Coaching Football's "Little Things"

Developing a Consistently Successful Football Program

Attacking Defenses

Posted by admin February - 23 - 2016 - Tuesday

I spent part of last weekend in Northern Virginia at the Nike Coaches Clinic. It was an honor to be asked to speak at the Fellowship of Christian Athletes breakfast Saturday and share my testimony! Then I had an hour to present a topic that I think is important to any OC’s successful play-calling experience— How to Attack Defenses. I shared what I think are some rather “unique” concepts when discussing HOW to attack a defense. Of course, I am partial to the Delaware Wing T “Order of Offense” when it comes to recognizing attack points along the defensive front.
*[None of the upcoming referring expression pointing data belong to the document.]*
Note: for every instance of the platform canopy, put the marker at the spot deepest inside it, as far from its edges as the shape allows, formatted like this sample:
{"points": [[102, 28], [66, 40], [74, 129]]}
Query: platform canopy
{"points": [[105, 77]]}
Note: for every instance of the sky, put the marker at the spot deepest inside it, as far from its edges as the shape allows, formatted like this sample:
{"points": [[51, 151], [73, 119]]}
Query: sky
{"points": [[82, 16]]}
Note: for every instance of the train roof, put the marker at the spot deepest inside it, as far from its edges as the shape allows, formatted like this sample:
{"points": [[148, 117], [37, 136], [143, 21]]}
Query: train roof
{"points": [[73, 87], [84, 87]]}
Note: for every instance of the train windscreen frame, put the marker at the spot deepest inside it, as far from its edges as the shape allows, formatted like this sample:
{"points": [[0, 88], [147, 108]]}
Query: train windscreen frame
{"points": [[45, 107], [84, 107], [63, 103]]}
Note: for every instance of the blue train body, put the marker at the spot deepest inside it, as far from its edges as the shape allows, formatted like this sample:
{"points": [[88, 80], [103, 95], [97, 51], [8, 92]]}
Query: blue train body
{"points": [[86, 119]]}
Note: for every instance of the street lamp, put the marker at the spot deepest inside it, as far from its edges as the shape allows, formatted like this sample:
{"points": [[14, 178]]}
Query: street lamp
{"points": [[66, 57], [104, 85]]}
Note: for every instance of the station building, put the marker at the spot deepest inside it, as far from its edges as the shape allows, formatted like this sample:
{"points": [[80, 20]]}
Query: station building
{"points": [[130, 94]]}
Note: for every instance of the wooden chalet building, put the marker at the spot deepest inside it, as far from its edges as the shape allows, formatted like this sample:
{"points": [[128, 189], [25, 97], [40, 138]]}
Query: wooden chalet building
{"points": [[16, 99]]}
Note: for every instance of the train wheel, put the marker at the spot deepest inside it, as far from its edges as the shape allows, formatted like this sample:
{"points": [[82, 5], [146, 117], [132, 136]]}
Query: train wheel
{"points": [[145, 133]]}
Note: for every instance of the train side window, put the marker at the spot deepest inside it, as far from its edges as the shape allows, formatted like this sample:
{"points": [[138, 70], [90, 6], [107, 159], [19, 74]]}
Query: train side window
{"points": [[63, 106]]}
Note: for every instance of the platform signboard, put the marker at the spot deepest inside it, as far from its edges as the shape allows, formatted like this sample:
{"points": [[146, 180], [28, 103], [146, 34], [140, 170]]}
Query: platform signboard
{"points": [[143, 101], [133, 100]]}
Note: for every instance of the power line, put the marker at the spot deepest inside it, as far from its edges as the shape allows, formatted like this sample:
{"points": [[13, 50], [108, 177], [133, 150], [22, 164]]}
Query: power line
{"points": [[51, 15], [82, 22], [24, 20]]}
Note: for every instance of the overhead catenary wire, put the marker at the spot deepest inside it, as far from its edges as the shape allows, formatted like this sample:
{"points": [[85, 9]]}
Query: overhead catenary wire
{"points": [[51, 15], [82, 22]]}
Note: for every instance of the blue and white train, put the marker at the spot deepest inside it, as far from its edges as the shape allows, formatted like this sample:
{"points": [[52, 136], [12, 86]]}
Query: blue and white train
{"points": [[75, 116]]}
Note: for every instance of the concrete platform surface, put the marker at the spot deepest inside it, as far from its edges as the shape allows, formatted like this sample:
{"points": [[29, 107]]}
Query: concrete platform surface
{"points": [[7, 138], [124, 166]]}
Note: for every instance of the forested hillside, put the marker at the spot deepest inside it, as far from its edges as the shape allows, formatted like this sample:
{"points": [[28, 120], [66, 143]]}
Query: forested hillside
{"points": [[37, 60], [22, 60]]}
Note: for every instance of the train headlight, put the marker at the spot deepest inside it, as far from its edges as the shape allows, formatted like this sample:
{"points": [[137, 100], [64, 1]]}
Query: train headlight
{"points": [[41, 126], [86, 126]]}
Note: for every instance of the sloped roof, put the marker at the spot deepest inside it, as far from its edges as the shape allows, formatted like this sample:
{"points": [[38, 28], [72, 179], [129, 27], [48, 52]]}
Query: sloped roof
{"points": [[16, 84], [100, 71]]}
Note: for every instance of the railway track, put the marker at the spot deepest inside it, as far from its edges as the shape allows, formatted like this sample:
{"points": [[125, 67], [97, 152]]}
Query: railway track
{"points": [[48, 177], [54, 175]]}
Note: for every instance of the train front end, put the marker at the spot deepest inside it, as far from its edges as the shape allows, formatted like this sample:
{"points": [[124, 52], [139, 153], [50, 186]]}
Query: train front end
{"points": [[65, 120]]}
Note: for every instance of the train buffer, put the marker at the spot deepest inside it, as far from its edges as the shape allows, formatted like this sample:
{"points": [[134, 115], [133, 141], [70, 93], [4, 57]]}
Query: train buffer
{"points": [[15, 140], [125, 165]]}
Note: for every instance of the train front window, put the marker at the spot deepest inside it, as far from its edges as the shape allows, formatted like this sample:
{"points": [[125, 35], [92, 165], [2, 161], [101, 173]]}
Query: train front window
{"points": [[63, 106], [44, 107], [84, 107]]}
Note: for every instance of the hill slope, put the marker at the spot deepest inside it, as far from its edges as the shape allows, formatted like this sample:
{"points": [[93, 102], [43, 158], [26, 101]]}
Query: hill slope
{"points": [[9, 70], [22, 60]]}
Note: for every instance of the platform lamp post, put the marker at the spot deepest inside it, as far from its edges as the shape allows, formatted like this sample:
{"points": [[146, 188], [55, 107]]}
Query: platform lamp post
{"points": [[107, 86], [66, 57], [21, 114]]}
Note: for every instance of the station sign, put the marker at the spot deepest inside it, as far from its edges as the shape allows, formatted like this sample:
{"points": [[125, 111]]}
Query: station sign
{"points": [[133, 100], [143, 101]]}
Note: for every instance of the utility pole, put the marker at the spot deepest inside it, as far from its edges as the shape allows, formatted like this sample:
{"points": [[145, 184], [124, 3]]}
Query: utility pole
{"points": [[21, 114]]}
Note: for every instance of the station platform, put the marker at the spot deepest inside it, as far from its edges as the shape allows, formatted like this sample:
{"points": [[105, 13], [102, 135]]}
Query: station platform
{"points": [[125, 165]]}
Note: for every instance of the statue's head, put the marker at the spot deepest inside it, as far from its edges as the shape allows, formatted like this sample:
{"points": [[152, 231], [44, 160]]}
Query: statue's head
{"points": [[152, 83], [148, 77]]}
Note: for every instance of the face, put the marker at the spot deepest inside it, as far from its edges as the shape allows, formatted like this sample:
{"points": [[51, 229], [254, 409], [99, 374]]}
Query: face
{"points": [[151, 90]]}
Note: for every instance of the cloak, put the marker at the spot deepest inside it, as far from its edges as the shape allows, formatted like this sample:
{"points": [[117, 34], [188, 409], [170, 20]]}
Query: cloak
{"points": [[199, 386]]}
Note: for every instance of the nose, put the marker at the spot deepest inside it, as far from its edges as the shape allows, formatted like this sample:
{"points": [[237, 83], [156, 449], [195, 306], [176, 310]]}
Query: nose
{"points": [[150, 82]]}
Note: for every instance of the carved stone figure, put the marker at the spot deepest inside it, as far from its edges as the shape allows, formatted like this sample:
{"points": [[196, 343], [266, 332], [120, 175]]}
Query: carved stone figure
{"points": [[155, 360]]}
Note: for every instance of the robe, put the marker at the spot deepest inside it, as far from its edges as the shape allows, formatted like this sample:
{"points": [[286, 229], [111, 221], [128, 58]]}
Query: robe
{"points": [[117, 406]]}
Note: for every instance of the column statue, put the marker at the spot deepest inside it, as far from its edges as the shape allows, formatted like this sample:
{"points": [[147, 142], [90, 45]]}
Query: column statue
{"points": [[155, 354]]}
However, I emphasized in the introduction that no matter what offense you run, there are factors that a play caller needs to be aware of to get the maximum benefit out of his offensive attack.

One thing I encourage ALL coaches to do is to be a “Student of the Game.” In this instance, to study principles of warfare. An understanding of the strategies and tactics (do YOU know the difference???!!!) of great generals and/or (I love) the US Marine Corps. I’ve shared on this website the book entitled “Warfighting” by USMC General Gray. A very important read!

Beyond that, I want to share a couple of things that perhaps you’ve never considered a part of “attacking defenses.” I won’t go into detail here but if you’d like a copy of the Power Point presentation, email me.

Those “unique” and often under-recognized factors that you can utilize in attacking defenses are:
1- Your HUDDLE(S). Changing the tempo creates problems for defenses. We “regular” huddle on occasion but most of the time we either go No Huddle or “Sugar” Huddle; i.e., huddle close to the LOS, break fast and snap the ball on a quick count.
2- CADENCE. Have a varied cadence keeps defenses off balance. We also incorporate “shooting” the hand down by our linemen in our “long” cadence to draw the defense into possibly tipping their hand on blitzes.
3- ALIGNMENTS/PACKAGES. This is something new that I just “bought into” recently. Different looks (with the SAME plays!!!) force the defense to adjust on the run. More importantly, it adversely affects their preparation during the week.
Then the “normal” factors…
4- SCOUTING AND GAME PLANNING. Another principle of warfare: “Know your opponent.” You need to study your opponent and plan accordingly.
5- GAME ADJUSTMENTS. This one factor is, I believe, the single most important factor that separates the “good” coach from the “great” coach. It’s the ability to “adjust on the run.” Recognizing changes that your opponent has made and making the appropriate adjustment so that your attack remains effective.